00:05:39] But I think part of the covenants that are on our bonds are to make sure that we're speaking at the table with everybody else like the other debtors. And so it it's a ray of sunshine coming through. It's a light at the end of the tunnel potentially quite a few hoops to jump through.

[00:05:57] Elizabeth It's still uncertain but it's a good sign and it's a positive sign and our analysts are watching and talking to the company.

[00:06:09] So there've been a few other rays of sunshine as well. The price of the commodity has actually risen 30 percent in the last month or so. So that's a positive, the crushing season was going pretty well as well. So there have been other slight pluses but it's been mostly negative over the last few years. So it’s good to see.

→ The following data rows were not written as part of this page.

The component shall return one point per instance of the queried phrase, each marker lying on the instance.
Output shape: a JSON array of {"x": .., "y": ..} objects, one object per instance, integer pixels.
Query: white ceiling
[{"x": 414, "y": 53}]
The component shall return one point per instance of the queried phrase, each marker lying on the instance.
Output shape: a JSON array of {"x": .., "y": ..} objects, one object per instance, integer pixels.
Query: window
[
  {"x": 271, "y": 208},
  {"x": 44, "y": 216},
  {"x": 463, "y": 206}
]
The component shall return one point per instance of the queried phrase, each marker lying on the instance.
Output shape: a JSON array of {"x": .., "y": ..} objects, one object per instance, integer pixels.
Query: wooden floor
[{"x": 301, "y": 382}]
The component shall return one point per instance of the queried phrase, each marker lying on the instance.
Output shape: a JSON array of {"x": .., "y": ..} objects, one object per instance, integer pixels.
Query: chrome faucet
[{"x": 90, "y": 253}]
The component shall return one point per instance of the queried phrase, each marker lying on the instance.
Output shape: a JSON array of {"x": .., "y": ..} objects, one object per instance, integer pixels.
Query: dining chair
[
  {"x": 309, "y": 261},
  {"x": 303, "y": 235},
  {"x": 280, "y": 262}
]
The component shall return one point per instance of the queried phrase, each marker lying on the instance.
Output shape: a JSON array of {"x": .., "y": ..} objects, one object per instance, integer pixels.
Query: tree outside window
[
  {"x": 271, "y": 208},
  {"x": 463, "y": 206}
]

[00:06:26]Steve I think the Mossman mill as well the recapitalisation plan if that's going ahead with Douglas Shire Council putting their hand up to help out as well. So I think there's positives all around, it's pretty key to Queensland agricultural infrastructure and the end of the day that's kind of Mackay’s backbone is the sugar industry.

[00:06:45] Elizabeth Well it does employ 900 people as well. Can't imagine 900 people looking for a job or an extra 900 up in that region.

Steve Plus a multiplier effect of those 900 people as well as it. Good point.

[00:06:55] Elizabeth Well I think that concludes another BondCast thanks very much for joining us if ever you have any comments or feedback please let us know. Thank you.